A Sociedade Rural Brasileira (SRB) divulgou nota em que manifesta apoio à derrubada integral, pelo Congresso Nacional, dos vetos presidenciais ao PL 2159/2021, Lei Geral do Licenciamento Ambiental.

“A entidade considera que os vetos reintroduzem incertezas, ampliam a burocracia e permitem a sobreposição de competências, comprometendo os objetivos originais da proposta”, destaca.

Aprovado pelo Senado em maio deste ano, o novo marco do licenciamento ambiental tem, na visão da SRB, o objetivo central de simplificar, padronizar e tornar mais ágil o processo de licenciamento, sem abrir mão da proteção ambiental.

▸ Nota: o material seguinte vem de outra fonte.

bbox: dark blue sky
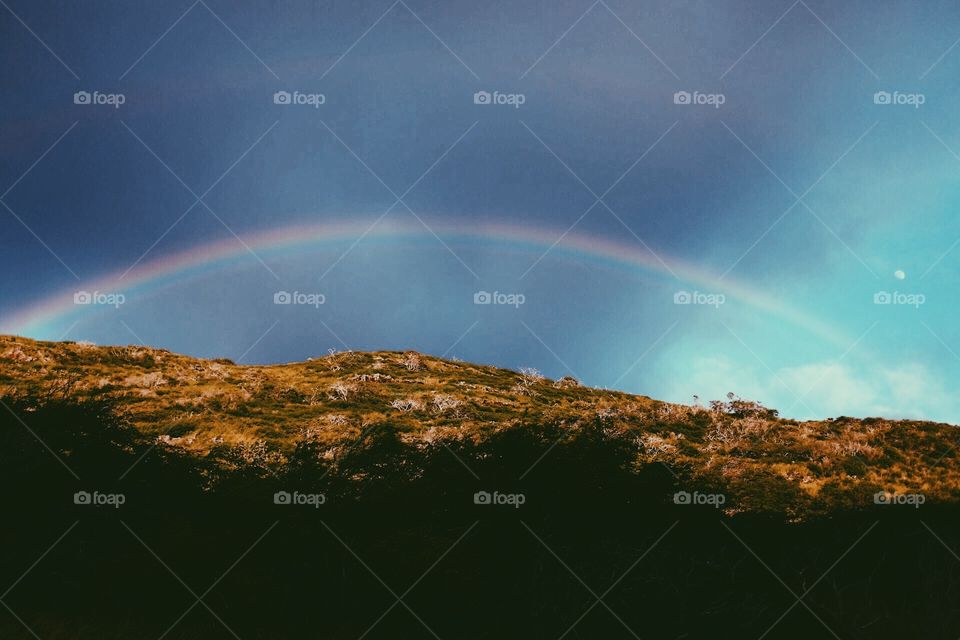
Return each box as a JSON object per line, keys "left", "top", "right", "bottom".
{"left": 4, "top": 0, "right": 960, "bottom": 421}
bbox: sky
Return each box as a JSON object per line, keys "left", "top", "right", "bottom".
{"left": 3, "top": 0, "right": 960, "bottom": 422}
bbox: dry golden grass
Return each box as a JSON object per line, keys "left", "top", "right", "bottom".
{"left": 2, "top": 334, "right": 959, "bottom": 516}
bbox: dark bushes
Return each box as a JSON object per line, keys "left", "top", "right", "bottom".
{"left": 0, "top": 397, "right": 958, "bottom": 639}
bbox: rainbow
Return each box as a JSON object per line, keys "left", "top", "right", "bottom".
{"left": 2, "top": 218, "right": 847, "bottom": 346}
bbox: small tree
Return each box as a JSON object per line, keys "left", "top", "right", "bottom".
{"left": 711, "top": 392, "right": 778, "bottom": 419}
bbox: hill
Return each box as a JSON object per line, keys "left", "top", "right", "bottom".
{"left": 3, "top": 335, "right": 960, "bottom": 638}
{"left": 2, "top": 334, "right": 958, "bottom": 518}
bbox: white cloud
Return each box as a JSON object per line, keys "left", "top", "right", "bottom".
{"left": 657, "top": 355, "right": 959, "bottom": 424}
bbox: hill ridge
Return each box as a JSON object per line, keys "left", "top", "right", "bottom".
{"left": 2, "top": 334, "right": 958, "bottom": 517}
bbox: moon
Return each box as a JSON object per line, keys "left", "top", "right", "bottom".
{"left": 894, "top": 270, "right": 906, "bottom": 280}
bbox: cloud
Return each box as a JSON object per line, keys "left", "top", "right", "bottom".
{"left": 659, "top": 355, "right": 959, "bottom": 424}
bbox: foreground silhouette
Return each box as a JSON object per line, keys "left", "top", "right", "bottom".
{"left": 1, "top": 393, "right": 958, "bottom": 639}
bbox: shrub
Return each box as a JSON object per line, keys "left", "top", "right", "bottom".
{"left": 432, "top": 394, "right": 462, "bottom": 414}
{"left": 519, "top": 367, "right": 544, "bottom": 385}
{"left": 390, "top": 397, "right": 424, "bottom": 413}
{"left": 553, "top": 375, "right": 580, "bottom": 389}
{"left": 403, "top": 352, "right": 422, "bottom": 371}
{"left": 328, "top": 381, "right": 358, "bottom": 401}
{"left": 710, "top": 392, "right": 778, "bottom": 419}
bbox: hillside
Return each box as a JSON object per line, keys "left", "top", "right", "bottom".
{"left": 3, "top": 335, "right": 960, "bottom": 639}
{"left": 2, "top": 334, "right": 958, "bottom": 518}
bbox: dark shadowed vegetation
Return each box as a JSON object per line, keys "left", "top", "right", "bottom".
{"left": 0, "top": 389, "right": 958, "bottom": 639}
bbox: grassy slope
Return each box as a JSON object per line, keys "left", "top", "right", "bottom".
{"left": 2, "top": 334, "right": 959, "bottom": 516}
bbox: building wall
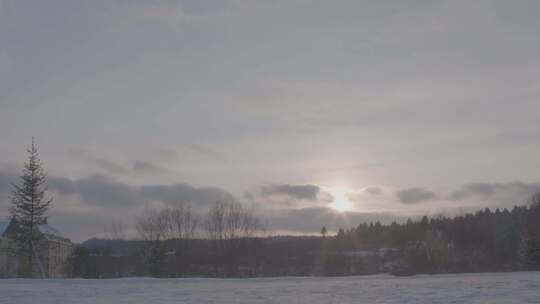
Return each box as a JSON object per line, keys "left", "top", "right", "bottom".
{"left": 44, "top": 239, "right": 72, "bottom": 278}
{"left": 0, "top": 236, "right": 72, "bottom": 278}
{"left": 0, "top": 237, "right": 19, "bottom": 278}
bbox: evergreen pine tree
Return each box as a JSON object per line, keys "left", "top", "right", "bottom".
{"left": 321, "top": 226, "right": 327, "bottom": 238}
{"left": 9, "top": 139, "right": 53, "bottom": 277}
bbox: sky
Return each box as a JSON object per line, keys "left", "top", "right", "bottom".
{"left": 1, "top": 0, "right": 540, "bottom": 242}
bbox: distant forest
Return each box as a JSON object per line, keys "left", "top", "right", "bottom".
{"left": 68, "top": 194, "right": 540, "bottom": 278}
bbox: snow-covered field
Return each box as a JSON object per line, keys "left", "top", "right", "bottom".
{"left": 1, "top": 271, "right": 539, "bottom": 304}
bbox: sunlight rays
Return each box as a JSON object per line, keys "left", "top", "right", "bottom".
{"left": 328, "top": 187, "right": 353, "bottom": 212}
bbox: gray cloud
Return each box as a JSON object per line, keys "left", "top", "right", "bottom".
{"left": 68, "top": 149, "right": 129, "bottom": 175}
{"left": 48, "top": 175, "right": 143, "bottom": 208}
{"left": 450, "top": 182, "right": 540, "bottom": 203}
{"left": 365, "top": 186, "right": 383, "bottom": 195}
{"left": 140, "top": 184, "right": 234, "bottom": 208}
{"left": 131, "top": 160, "right": 168, "bottom": 176}
{"left": 71, "top": 149, "right": 170, "bottom": 177}
{"left": 177, "top": 144, "right": 228, "bottom": 163}
{"left": 0, "top": 169, "right": 236, "bottom": 240}
{"left": 5, "top": 164, "right": 540, "bottom": 241}
{"left": 250, "top": 184, "right": 333, "bottom": 208}
{"left": 9, "top": 172, "right": 235, "bottom": 209}
{"left": 451, "top": 183, "right": 497, "bottom": 200}
{"left": 396, "top": 188, "right": 438, "bottom": 204}
{"left": 93, "top": 158, "right": 130, "bottom": 175}
{"left": 260, "top": 184, "right": 321, "bottom": 201}
{"left": 157, "top": 149, "right": 180, "bottom": 161}
{"left": 393, "top": 182, "right": 540, "bottom": 207}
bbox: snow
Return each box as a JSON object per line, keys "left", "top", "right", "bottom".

“Com regras claras, processos ágeis e respeito ao meio ambiente, o país se posiciona para crescer mais, gerar oportunidades e liderar a agenda global de produção sustentável de alimentos e energia”, destaca o presidente da entidade, Sergio Bortolozzo.

Dessa forma, a Sociedade Rural Brasileira ressalta que cabe ao Congresso Nacional restaurar o texto aprovado originalmente e reafirmar o compromisso do Brasil com o desenvolvimento sustentável, a segurança jurídica e o fortalecimento das instituições federativas.